Henrique Raposo, Jornal
Expresso, 13 de Fevereiro de 2016
Cresci numa cultura que promove o suicídio. No
Alentejo, a eutanásia não é um debate, é uma forma de convívio. «Atão não se
houvera de matar!». O suicida até é glorificado pelos alentejanos, o que acabou
por cavar um abismo entre mim e os meus antepassados. Uma cultura que aceita o
suicídio e a eutanásia está no caminho errado. Querem um exemplo? Muitos
alentejanos matam-se porque «estão a dar trabalho» à família por causa da
doença. Ora, devem dar trabalho. O fim da vida não é a perfeição biológica.
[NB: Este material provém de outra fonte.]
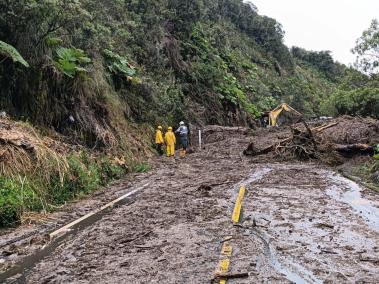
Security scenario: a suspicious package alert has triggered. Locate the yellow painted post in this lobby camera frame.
[216,242,233,284]
[232,186,246,224]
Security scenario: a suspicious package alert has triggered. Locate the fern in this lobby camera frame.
[56,47,91,78]
[0,40,29,67]
[103,49,136,77]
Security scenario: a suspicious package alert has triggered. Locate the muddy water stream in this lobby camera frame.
[327,174,379,232]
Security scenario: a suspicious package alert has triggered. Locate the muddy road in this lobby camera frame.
[0,127,379,283]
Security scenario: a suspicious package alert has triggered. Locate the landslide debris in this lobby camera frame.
[244,116,379,163]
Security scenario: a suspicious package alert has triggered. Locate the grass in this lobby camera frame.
[0,151,131,228]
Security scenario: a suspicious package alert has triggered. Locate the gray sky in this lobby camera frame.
[249,0,379,64]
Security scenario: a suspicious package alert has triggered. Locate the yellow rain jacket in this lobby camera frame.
[155,129,164,144]
[164,130,176,146]
[164,127,176,157]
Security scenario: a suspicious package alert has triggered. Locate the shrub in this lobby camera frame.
[56,47,91,78]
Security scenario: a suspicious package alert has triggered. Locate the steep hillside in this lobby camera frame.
[0,0,350,146]
[0,0,370,225]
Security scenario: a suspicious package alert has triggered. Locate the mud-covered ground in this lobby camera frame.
[0,127,379,283]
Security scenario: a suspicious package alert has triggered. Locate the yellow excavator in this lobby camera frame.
[269,103,303,126]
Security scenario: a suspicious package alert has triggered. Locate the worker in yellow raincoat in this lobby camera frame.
[164,126,176,157]
[155,126,164,156]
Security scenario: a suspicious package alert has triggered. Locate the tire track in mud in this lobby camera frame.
[238,164,379,283]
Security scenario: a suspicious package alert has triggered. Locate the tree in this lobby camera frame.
[352,19,379,73]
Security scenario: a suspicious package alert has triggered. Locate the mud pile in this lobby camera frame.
[323,116,379,145]
[244,116,379,163]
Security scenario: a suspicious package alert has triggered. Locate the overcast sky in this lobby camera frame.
[249,0,379,64]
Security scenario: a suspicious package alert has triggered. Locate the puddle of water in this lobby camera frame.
[228,167,272,213]
[248,229,323,284]
[327,174,379,231]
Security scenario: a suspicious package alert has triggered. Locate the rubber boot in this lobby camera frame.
[179,149,186,158]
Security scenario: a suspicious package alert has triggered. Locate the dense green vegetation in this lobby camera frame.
[0,152,127,227]
[0,0,356,136]
[0,0,379,226]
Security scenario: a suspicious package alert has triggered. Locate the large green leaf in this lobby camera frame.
[0,40,29,67]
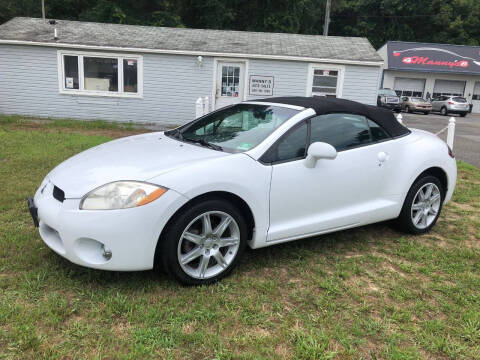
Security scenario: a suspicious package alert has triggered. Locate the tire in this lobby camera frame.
[159,198,247,285]
[395,175,445,235]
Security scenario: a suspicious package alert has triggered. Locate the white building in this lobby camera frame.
[378,41,480,113]
[0,18,383,125]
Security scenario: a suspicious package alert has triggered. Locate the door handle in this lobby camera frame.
[377,151,390,163]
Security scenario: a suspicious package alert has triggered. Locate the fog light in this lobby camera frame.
[102,245,112,260]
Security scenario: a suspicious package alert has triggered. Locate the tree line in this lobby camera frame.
[0,0,480,48]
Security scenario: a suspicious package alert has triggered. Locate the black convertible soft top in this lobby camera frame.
[251,96,410,137]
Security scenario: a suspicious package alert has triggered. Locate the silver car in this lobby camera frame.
[432,95,469,117]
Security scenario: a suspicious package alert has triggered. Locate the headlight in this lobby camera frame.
[80,181,168,210]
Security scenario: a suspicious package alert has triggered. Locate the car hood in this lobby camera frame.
[48,132,229,198]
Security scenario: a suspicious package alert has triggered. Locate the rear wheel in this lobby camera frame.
[160,199,247,285]
[397,175,445,234]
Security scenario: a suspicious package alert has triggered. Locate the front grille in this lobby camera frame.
[53,186,65,202]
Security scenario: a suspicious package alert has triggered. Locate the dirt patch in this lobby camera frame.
[182,321,197,335]
[275,344,292,359]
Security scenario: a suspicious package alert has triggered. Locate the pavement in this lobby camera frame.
[395,113,480,168]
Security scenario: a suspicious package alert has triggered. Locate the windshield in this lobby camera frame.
[167,104,299,152]
[378,89,397,96]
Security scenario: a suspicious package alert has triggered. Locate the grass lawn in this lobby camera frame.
[0,116,480,359]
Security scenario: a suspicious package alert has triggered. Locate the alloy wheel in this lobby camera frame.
[177,211,240,279]
[411,183,442,229]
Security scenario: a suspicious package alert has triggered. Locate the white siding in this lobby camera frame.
[246,59,308,100]
[0,45,213,124]
[342,65,381,105]
[0,45,380,125]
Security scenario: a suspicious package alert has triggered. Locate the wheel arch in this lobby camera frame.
[154,191,255,266]
[410,166,448,194]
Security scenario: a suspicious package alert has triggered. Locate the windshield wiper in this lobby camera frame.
[166,129,183,140]
[184,134,223,151]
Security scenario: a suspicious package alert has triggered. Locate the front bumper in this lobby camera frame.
[33,183,188,271]
[447,105,470,114]
[411,106,432,112]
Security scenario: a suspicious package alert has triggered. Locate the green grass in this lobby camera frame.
[0,117,480,359]
[0,115,139,130]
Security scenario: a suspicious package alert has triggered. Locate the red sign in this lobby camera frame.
[394,53,470,69]
[387,41,480,74]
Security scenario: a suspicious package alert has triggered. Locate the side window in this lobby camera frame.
[310,114,371,151]
[268,122,308,162]
[367,119,390,142]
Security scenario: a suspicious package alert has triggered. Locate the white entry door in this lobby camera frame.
[472,81,480,113]
[215,61,245,109]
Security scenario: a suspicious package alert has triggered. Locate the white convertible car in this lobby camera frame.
[27,97,457,284]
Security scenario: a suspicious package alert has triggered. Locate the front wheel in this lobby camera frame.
[397,175,445,234]
[160,199,247,285]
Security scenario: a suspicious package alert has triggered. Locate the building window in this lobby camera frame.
[59,51,143,97]
[307,64,344,97]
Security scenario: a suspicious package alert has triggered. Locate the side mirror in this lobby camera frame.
[305,142,337,168]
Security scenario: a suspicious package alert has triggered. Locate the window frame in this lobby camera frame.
[306,63,345,98]
[57,50,143,99]
[258,112,394,165]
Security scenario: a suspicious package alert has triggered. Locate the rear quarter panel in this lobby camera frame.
[392,129,457,210]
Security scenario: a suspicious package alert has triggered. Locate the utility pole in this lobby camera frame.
[323,0,332,36]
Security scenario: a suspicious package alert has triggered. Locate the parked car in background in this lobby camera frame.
[432,95,470,117]
[402,96,432,115]
[25,97,457,285]
[377,89,402,112]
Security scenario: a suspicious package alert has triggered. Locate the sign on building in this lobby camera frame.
[248,75,274,96]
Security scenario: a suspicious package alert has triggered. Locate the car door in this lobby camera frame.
[432,96,444,111]
[267,114,397,241]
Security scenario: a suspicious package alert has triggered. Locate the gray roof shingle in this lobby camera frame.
[0,17,382,62]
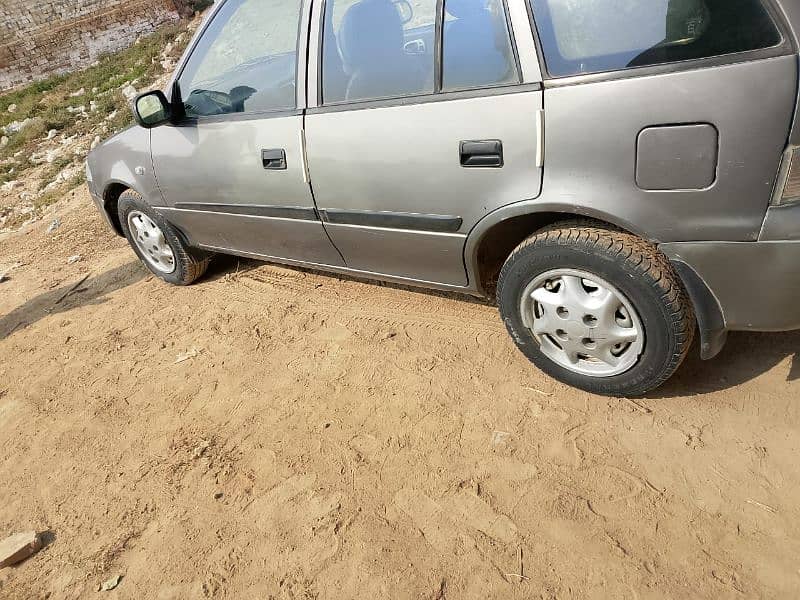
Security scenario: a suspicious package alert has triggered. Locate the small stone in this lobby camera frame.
[100,575,122,592]
[122,84,139,102]
[0,531,42,569]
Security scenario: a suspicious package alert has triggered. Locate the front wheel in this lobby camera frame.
[497,222,695,396]
[118,190,210,285]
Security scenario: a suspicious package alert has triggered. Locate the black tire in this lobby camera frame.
[497,221,695,396]
[118,190,211,285]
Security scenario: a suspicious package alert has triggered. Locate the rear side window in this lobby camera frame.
[322,0,436,102]
[530,0,782,77]
[442,0,519,91]
[322,0,520,104]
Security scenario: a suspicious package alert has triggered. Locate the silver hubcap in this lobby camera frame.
[128,210,175,273]
[521,269,644,377]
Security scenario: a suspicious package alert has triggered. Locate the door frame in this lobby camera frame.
[305,0,543,113]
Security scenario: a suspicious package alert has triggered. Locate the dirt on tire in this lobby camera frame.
[0,186,800,600]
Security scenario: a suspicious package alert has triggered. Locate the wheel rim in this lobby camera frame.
[520,269,644,377]
[128,210,175,273]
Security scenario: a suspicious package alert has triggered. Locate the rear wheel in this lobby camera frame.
[118,190,211,285]
[497,222,695,396]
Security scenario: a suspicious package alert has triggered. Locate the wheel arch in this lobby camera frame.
[103,181,133,237]
[464,202,656,298]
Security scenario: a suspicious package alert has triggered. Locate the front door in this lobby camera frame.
[151,0,343,266]
[306,0,542,286]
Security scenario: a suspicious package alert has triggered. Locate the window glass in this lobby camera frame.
[531,0,781,77]
[322,0,436,103]
[179,0,301,116]
[442,0,519,91]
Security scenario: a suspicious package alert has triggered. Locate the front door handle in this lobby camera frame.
[261,148,286,171]
[459,140,503,169]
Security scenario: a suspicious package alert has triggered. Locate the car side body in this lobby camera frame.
[87,0,800,394]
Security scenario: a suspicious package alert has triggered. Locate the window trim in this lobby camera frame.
[165,0,312,127]
[306,0,542,109]
[524,0,796,88]
[305,82,543,115]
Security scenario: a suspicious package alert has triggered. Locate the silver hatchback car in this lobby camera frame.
[87,0,800,395]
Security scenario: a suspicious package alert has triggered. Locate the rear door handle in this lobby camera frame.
[261,148,286,171]
[459,140,503,169]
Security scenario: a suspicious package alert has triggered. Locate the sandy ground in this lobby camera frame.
[0,191,800,600]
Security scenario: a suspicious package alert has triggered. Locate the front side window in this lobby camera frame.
[530,0,781,77]
[322,0,436,103]
[178,0,301,117]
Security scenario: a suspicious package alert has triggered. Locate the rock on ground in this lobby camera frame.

A
doença e a velhice fazem parte do pacote. É claro que os velhos e os doentes
dão trabalho às famílias, às comunidades, ao Estado. É nosso dever tratar
deles, é nosso dever retirar qualquer tipo de legitimidade ao desabafo «mato-me
para não dar trabalho». Uma lei que legaliza a eutanásia directa faz o
contrário, legitima este desespero e traz o Alentejo para o resto do país.
Lamento, mas temos de fazer o contrário. Há que trazer o resto do país para o
Alentejo. O suicídio não pode ser um acto social e colectivo.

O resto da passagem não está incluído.